Le dimensioni del campo di gioco, secondo le indicazioni del Bardi, devono essere  di mt. 100 x mt.50 ( 172 X 86 braccia fiorentine) vale a dire un rettangolo con i lati lunghi doppi di quelli brevi, così che ogni metà del campo è un quadrato di 50 mt (86 braccia). Al loro interno, i giocatori vengono disposti in maniera ordinata e geometrica:

Il calcio rinascimentale mediceo si gioca su un terreno rettangolare in erba, simile a quello del gioco del rugby, in cui si distinguono i seguenti elementi:

  • CAMPO DI GIOCO: area delimitata dalle linee di caccia e di fallo, le quali non fanno parte del campo di gioco.
  • AREA DI CACCIA: area delimitata dalla linea di caccia, dalla linea di fossa e dalle linee di fallo di caccia. Essa include la linea di caccia, ma non quelle di fossa e di fallo di caccia.
  • AREA DI GIOCO: area composta dal campo di gioco e dalle aree di caccia. Le linee di fallo, di fallo di caccia e di fossa non ne fanno parte.
  • AREA DI DIFESA: area delimitata dalla linea di caccia  e dalla linea dei datori indietro (25 metri). Include quest’ultima ma non l’area di meta.
  • RECINTO DI GIOCO: comprende l’area di gioco e uno spazio intorno ad essa largo minimo 5 metri, laddove possibile, che viene identificato come area perimetrale.

Queste le dimensioni:

  • LUNGHEZZA AREA DI GIOCO: minimo 119 – massimo 144 metri.
  • LUNGHEZZA CAMPO DI GIOCO (da linea di meta a linea di meta): massimo 100 metri.
  • LARGHEZZA: minimo 56 – massimo 60 metri.

Le linee:

  • LINEE DI CACCIA: due, sul limite anteriore dell’area di caccia. Su di esse sono poste le garitte. Tali linee sono considerate interne all’area di caccia.
  • LINEA DEI DATORI INDIETRO (portieri): due, a 35 mt di distanza dalla linea di metà campo
  • LINEE DEI DATORI INNANZI (terzini): due, tratteggiate, a 25 metri di distanza dalla linea di metà campo
  • LINEE DEGLI SCONCIATORI (mediani): due, a 15 metri di distanza dalla linea di centrocampo. Sono considerate interne all’area dei 15 metri.
  • LINEA DEGLI ATTACCANTI (META’ CAMPO): una.
  • LINEE DELLA FOSSA ( 5 METRI: quattro, tratteggiate, due latitudinali e due longitudinali e servono a delimitare le zone di ripresa del gioco.

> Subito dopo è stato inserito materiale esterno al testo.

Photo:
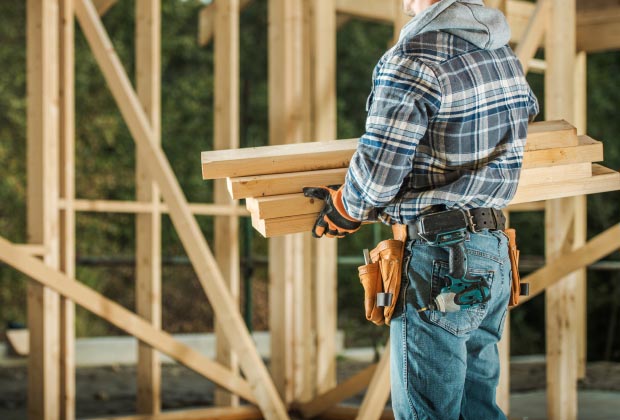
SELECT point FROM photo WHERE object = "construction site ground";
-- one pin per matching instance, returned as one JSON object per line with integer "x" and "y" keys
{"x": 110, "y": 390}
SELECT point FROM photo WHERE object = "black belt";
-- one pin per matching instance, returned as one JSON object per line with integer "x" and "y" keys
{"x": 474, "y": 220}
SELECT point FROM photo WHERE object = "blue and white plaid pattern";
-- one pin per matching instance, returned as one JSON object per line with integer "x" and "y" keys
{"x": 447, "y": 124}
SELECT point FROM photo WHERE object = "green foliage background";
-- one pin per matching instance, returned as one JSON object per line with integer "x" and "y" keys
{"x": 106, "y": 156}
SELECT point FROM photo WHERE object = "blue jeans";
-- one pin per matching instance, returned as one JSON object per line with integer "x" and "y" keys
{"x": 445, "y": 366}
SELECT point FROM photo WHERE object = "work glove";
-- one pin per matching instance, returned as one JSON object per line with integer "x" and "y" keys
{"x": 333, "y": 221}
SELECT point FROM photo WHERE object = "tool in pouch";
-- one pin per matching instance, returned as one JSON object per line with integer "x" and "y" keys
{"x": 381, "y": 276}
{"x": 449, "y": 229}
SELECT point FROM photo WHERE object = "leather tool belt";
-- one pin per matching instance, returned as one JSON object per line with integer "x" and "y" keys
{"x": 443, "y": 227}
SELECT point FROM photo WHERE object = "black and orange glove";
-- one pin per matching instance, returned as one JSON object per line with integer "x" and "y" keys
{"x": 333, "y": 221}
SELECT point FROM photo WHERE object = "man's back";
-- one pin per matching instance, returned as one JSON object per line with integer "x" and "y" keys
{"x": 447, "y": 125}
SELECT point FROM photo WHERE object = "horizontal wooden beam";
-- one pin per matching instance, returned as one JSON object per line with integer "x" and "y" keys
{"x": 334, "y": 154}
{"x": 215, "y": 413}
{"x": 117, "y": 206}
{"x": 373, "y": 10}
{"x": 597, "y": 248}
{"x": 291, "y": 183}
{"x": 33, "y": 249}
{"x": 103, "y": 6}
{"x": 352, "y": 413}
{"x": 302, "y": 213}
{"x": 122, "y": 318}
{"x": 598, "y": 29}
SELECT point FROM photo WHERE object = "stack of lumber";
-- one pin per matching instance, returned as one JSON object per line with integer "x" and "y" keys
{"x": 557, "y": 163}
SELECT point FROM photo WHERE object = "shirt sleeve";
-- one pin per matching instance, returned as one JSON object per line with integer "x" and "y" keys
{"x": 406, "y": 95}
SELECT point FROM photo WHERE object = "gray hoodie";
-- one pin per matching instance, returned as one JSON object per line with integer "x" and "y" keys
{"x": 482, "y": 26}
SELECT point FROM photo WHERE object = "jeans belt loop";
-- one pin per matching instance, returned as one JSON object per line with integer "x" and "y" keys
{"x": 470, "y": 219}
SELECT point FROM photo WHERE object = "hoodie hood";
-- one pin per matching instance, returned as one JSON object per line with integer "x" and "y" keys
{"x": 470, "y": 20}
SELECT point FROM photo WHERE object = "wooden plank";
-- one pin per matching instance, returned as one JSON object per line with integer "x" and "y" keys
{"x": 518, "y": 13}
{"x": 115, "y": 206}
{"x": 226, "y": 136}
{"x": 561, "y": 336}
{"x": 67, "y": 215}
{"x": 236, "y": 413}
{"x": 347, "y": 389}
{"x": 556, "y": 269}
{"x": 531, "y": 206}
{"x": 189, "y": 232}
{"x": 367, "y": 9}
{"x": 534, "y": 33}
{"x": 278, "y": 184}
{"x": 588, "y": 150}
{"x": 148, "y": 225}
{"x": 206, "y": 21}
{"x": 103, "y": 6}
{"x": 550, "y": 134}
{"x": 33, "y": 249}
{"x": 557, "y": 173}
{"x": 19, "y": 341}
{"x": 599, "y": 29}
{"x": 42, "y": 135}
{"x": 400, "y": 19}
{"x": 333, "y": 154}
{"x": 602, "y": 180}
{"x": 291, "y": 183}
{"x": 122, "y": 318}
{"x": 379, "y": 389}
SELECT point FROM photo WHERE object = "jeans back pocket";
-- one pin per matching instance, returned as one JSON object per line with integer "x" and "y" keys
{"x": 461, "y": 322}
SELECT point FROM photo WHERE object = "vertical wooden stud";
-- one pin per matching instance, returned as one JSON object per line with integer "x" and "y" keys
{"x": 379, "y": 389}
{"x": 148, "y": 225}
{"x": 323, "y": 32}
{"x": 581, "y": 219}
{"x": 400, "y": 19}
{"x": 560, "y": 222}
{"x": 42, "y": 203}
{"x": 226, "y": 136}
{"x": 67, "y": 215}
{"x": 286, "y": 112}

Le prime sono poste di fronte alla linea di caccia , le seconde di fronte alla linea di fallo.
  • LINEE DEI 15 METRI: due, tratteggiate, longitudinali, poste di fronte alla linea di fallo per delimitare la fine dell’allineamento della linea di fallo.

IL PALLONE

Antonio Scaino da Salò, nell’opera “Trattato del gioco della palla” del 1555, con questi concisi  ma ben chiari termini così descrive il gioco del calcio rinascimentale ed il suo pallone:“Il Calcio è un gioco pubblico di due schiere di giovani a piede e senz’armi, che gareggiano piacevolmente di far passare di posta, oltre l’opposto termine, un mediocre pallone a vento a fine d’onore”. Sempre l’autore aggiunge inoltre: “ Si fa questo gioco con palla da vento di peso d’once dieci alla “sottile” ( di peso minimo di gr.282,5) e di diametro sette( 7/10 di braccio ovvero cm 40,85), molto più molle et più pastosa di quella da pugno”.

TEMPO DI GIOCO

  • La durata di una partita è 60 minuti, divisi in due tempi da 30 minuti ciascuno. Il recupero dura fino al termine dell’azione corrente. La durata dell’intervallo non può superare i 10 minuti. Il tempo perduto deve essere recuperato nella frazione di gioco in cui è avvenuto.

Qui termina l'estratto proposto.